I was awoken at 3am this morning by my dog barking (from under the covers, it would have been funny if it wasn’t so terrifying), and couldn’t get back to sleep. That’s okay though, because it gave me a chance to finish this charming second novel by Louise Miller!
I JUST read The City Baker’s Guide last month, and was so excited when I finished and found out her new one was coming out that day – I ordered it immediately.

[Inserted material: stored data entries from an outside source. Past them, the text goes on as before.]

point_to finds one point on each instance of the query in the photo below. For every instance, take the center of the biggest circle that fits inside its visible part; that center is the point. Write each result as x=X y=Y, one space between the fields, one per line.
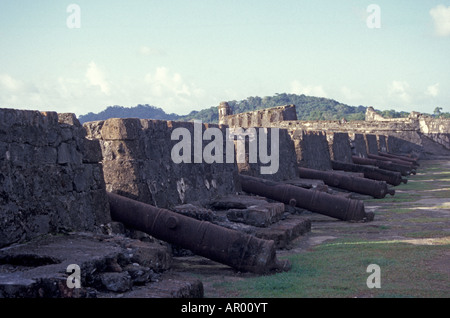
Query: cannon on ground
x=404 y=158
x=233 y=248
x=397 y=161
x=312 y=200
x=371 y=172
x=386 y=165
x=374 y=188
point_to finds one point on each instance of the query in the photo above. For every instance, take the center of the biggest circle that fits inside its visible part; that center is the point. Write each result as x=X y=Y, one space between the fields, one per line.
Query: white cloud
x=163 y=83
x=350 y=94
x=399 y=91
x=310 y=90
x=9 y=83
x=441 y=18
x=433 y=90
x=96 y=78
x=90 y=91
x=150 y=51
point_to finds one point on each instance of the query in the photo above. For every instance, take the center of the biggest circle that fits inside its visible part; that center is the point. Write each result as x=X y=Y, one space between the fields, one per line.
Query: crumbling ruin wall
x=312 y=150
x=261 y=118
x=371 y=144
x=138 y=163
x=50 y=176
x=358 y=145
x=283 y=159
x=437 y=130
x=382 y=145
x=340 y=148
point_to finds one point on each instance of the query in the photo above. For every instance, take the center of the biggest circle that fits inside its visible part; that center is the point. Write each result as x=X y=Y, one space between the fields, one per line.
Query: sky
x=82 y=56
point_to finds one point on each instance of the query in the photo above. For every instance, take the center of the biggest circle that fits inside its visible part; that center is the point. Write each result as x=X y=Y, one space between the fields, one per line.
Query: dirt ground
x=418 y=214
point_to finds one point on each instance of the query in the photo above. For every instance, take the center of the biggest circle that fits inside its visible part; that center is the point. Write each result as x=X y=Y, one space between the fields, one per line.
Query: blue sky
x=192 y=54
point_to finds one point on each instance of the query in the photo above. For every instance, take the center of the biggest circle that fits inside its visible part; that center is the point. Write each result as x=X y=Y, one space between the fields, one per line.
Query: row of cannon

Readers get to revisit the fictional town of Guthrie, which is like the Vermont version of Star’s Hollow. This time through the lens of Nora Huckleberry, owner of the Miss Guthrie diner, after inheriting a house and an enormous, coveted piece of property from her neighbor – Peggy the cake lady. But the property comes with strings – there are several leans against it from the neighbor’s debts, and between Nora’s struggling diner, a mysterious woman whose nursing home expenses the neighbor had always covered, and her sister, Kit, who inherited half the property and wants to cash in to fund her independent film project, Nora may have to put the town at risk by selling the property to a dreaded box store. Oh, and did I mention the corporate liaison for said store is quite handsome, and that he’s trying to help Nora capture Peggy’s dog, who went feral when his owner died?

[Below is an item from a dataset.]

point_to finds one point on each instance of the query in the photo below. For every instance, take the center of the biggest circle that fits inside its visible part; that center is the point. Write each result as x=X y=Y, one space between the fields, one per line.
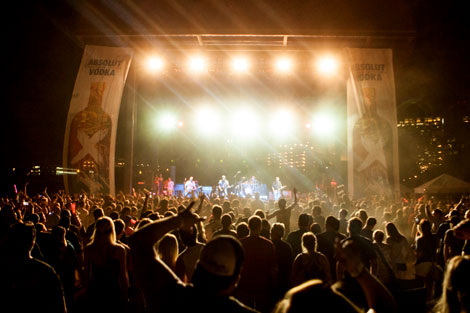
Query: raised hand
x=349 y=257
x=188 y=218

It sounds like a lot going on, but it was a very pleasant, easy read. It might not keep you up all night turning the pages, but it definitely keeps your interest as you invest in this lovely cast of characters. I couldn’t figure out what I wanted for Nora, mainly because her journey in the book was to figure out what she wanted for herself. I enjoyed the witty batter at the diner and between Nora and Max, Kit’s boyfriend, and I loved the authentic feel of the town meeting scenes. And anyone with a sister can identify with the unique dynamics of two people who see the world through different lenses.

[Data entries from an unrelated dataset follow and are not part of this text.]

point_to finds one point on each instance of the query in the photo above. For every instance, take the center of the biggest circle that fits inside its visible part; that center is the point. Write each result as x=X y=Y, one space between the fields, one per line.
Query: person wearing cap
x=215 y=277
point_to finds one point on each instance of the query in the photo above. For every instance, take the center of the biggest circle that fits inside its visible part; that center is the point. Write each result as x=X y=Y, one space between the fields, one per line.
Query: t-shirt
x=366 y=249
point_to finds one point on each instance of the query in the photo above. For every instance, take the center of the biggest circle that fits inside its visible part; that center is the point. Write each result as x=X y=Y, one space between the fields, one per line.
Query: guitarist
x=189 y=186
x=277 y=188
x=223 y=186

While I am more partial to City Baker’s, I found this book no less charming. We get to check in with some of our favorite Guthrie residents (like our friends over at the Sugar Maple Inn), and relax knowing that everything will end happily and tied up in a neat little bow. It has less actual baking than City Baker’s. And with how poetically Miller describes the baking process – airy, forgot to mention here that Nora and Max temporarily took over Peggy’s cake business – you can be sure I will be trying out that burnt sugar cake recipe!